Isabelle Vento (’12) stands at an island in the open-concept kitchen kneading dough for her pastries. She’s preparing food for the endless stream of customers who continue to walk into the restaurant despite the mid-morning hour.
Even in the middle of the week, Heritage Bakery & Cafe buzzes with activity.
A group of older women chat among themselves at a four-top, while townies and students sip on coffee and work on laptops on a few smaller tables. Although most of the tables are filled, the atmosphere is much calmer than the frenzy that descends upon the bakery on Saturday mornings.
With a single oven, Vento and her team work from closing time on Friday into the early morning to complete pastries and baked goods for the Saturday morning rush. Vento’s dedicated bakers help create the treats that gather hundreds of likes on the Heritage Bakery Instagram page every day. From green and pink macarons for a sorority reunion to wedding cakes topped with fresh foliage, each item is one-of-a-kind.
“Our case is different every day,” Vento said. “Because we don’t have any storage, we have to go to the store every morning. Seeing the different colors and ingredients kind of inspires us for what to bake for the day.”
After opening almost five years ago, Heritage has attracted a wide range of customers among families, tourists, students and locals. Vento and her employees make it their mission to get to know their customers on a personal level. As she sits at a table against the upholstered divider that separates the bakery from the visitor’s center, Vento notices and waves to everyone who walks through the door, often greeting them by name.
In fact, that’s how Darcy Williams (’18) became a full-time employee at Heritage. After frequenting the bakery as a student, Williams needed a job and a reason to stay in Harrisonburg, so she sent Vento an Instagram message and landed the position.
“It’s really a cool place to work because we’re so small,” Williams said. “We’re really a family more than co-workers.”
With a degree in studio art and no formal culinary training, Williams hasn’t only learned how to ice a cake, but she’s also learned the benefits of running a small business.
“Working here, I feel like I can see the people outside of work and they know who I am, and it just makes me feel a lot more connected to Harrisonburg, which I love,” Williams said.
Although the majority of Heritage’s customers aren’t JMU students, its downtown location makes it a quaint spot for students to get to know Harrisonburg and the community better.
Sara Avery, a senior computer science major, and her friend Abby Wallen, a junior public policy and administration major, come to Heritage about two to three times during the semester. As a part of Intervarsity, they know many people who meet at the cafe for small group discussions, but they both agreed the bakery is most popular with students who live downtown.
“I just like the aesthetic, honestly, and the coffee is really good, and the macaroons,” Wallen said as she and Avery chatted over breakfast and coffee. Vento said she believes the atmosphere is inspired by her French background but also the need to maintain small town, homey vibes.

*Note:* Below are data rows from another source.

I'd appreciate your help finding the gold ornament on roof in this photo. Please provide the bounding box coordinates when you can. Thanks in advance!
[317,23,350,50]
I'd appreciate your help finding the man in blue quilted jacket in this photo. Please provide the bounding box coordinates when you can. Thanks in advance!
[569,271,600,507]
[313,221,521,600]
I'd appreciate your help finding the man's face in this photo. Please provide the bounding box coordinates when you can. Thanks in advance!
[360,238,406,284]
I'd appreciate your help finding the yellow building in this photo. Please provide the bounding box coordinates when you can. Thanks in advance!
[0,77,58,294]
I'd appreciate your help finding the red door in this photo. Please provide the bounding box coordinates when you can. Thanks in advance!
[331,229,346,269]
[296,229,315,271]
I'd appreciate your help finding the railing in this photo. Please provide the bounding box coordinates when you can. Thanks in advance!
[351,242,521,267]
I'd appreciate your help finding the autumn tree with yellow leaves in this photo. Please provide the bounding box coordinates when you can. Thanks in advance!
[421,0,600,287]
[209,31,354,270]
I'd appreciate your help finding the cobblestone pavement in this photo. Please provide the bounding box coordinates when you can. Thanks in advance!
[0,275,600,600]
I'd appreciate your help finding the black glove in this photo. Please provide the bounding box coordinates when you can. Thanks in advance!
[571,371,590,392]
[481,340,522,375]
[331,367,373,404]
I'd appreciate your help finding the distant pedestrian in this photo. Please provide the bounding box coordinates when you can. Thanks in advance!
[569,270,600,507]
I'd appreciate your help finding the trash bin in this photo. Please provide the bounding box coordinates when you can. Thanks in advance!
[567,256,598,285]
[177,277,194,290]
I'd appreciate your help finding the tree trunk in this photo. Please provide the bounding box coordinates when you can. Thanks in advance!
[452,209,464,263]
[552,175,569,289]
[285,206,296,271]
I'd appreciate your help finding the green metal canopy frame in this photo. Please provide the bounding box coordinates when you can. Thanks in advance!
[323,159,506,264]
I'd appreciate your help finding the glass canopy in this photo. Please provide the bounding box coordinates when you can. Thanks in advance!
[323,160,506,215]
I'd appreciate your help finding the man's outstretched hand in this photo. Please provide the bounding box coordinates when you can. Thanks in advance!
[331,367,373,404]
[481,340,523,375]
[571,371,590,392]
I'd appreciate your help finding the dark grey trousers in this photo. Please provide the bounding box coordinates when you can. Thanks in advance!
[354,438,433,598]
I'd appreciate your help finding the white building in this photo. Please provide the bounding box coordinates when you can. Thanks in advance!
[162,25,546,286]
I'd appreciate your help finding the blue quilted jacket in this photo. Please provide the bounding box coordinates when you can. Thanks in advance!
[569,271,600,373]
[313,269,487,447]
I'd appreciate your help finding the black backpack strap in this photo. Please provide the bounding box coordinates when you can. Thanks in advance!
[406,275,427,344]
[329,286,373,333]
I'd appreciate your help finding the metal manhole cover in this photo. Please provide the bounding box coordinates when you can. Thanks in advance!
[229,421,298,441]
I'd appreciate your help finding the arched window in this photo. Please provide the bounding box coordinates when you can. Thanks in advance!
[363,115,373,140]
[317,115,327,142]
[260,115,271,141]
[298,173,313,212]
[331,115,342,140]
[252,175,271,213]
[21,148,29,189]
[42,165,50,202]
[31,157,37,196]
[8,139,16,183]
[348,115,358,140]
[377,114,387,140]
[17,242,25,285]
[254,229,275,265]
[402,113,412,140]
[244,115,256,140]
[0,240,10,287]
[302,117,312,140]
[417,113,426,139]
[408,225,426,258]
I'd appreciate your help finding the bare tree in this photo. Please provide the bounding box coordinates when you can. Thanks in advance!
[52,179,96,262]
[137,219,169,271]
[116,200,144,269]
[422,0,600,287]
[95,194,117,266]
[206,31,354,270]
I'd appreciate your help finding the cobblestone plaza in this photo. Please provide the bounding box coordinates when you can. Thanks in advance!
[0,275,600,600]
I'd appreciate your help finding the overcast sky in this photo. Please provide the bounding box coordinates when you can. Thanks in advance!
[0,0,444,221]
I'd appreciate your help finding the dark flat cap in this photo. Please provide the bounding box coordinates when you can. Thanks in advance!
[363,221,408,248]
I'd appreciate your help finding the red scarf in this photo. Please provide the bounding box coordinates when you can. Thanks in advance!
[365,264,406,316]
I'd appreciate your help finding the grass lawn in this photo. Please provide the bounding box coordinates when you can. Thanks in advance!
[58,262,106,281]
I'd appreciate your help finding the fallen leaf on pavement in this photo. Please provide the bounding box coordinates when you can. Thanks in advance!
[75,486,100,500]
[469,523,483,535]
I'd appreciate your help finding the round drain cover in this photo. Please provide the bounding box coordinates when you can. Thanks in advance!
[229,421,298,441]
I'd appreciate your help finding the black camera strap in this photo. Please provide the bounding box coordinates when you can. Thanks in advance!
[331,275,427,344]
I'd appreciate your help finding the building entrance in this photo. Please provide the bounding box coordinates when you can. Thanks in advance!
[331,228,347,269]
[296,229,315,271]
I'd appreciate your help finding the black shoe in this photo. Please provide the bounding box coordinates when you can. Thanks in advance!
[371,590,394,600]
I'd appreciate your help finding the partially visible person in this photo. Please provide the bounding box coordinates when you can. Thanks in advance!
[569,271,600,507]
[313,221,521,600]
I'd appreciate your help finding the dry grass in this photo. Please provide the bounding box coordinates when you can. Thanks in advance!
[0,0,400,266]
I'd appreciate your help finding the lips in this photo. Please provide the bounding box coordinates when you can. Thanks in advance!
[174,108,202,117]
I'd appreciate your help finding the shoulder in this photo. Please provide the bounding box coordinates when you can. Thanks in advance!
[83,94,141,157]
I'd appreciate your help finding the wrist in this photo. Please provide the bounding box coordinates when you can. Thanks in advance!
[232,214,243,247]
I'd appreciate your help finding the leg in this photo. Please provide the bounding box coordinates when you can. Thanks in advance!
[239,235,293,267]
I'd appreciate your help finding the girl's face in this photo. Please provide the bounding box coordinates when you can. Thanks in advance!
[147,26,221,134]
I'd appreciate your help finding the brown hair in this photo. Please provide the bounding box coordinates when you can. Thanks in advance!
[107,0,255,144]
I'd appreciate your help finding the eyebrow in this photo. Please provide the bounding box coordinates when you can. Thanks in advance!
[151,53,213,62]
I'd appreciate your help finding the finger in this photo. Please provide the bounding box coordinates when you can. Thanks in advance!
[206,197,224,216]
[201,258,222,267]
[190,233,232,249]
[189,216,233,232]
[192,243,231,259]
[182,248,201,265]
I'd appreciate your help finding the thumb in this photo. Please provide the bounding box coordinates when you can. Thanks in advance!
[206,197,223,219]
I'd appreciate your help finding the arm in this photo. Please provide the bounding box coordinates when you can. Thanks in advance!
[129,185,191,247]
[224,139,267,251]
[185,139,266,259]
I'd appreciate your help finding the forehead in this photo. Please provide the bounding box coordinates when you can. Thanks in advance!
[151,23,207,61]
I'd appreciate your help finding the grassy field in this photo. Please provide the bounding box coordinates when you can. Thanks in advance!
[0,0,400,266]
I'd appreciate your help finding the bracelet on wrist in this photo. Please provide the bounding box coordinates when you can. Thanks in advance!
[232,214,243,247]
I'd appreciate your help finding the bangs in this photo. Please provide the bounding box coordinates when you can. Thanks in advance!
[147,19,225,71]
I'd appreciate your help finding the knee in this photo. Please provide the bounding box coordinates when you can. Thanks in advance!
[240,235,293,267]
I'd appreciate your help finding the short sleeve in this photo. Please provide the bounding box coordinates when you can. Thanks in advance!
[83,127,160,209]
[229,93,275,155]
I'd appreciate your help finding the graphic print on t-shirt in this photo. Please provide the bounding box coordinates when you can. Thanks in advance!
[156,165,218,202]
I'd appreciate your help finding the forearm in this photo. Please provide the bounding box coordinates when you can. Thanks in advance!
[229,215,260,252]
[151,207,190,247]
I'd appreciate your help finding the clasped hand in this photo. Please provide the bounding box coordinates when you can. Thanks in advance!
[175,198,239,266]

Macaroons are just one of the specialty items Heritage offers. Its menu often features seasonal sandwich and soup specials as well as daily pastry creations like breads, cupcakes and cookies.
“When we first opened, we only had pastries, but, I guess, your customers will kind of let you know what they want,” Vento said. “So, we started adding breakfast and lunch, and then people started ordering cakes and all that good stuff.”
Opening a bakery was a dream of Vento’s. With almost half a decade under her belt, the mother-daughter-owned business has flourished in downtown Harrisonburg.
“I know people want us to expand,” Vento said. “But, it loses its magic touch when you do that.”
Over the years, Heritage has partnered with and supported other local businesses like the Friendly City Co-Op and Soil Cycles, a compost program. Vento also believes there’s no competition between Heritage and the other bakeries and cafes in town.
“Everyone’s like, ‘There’s already bakeries,’ and it’s like, ‘Well, we all can shine in our own way,’” Vento said. “I love that about this town.”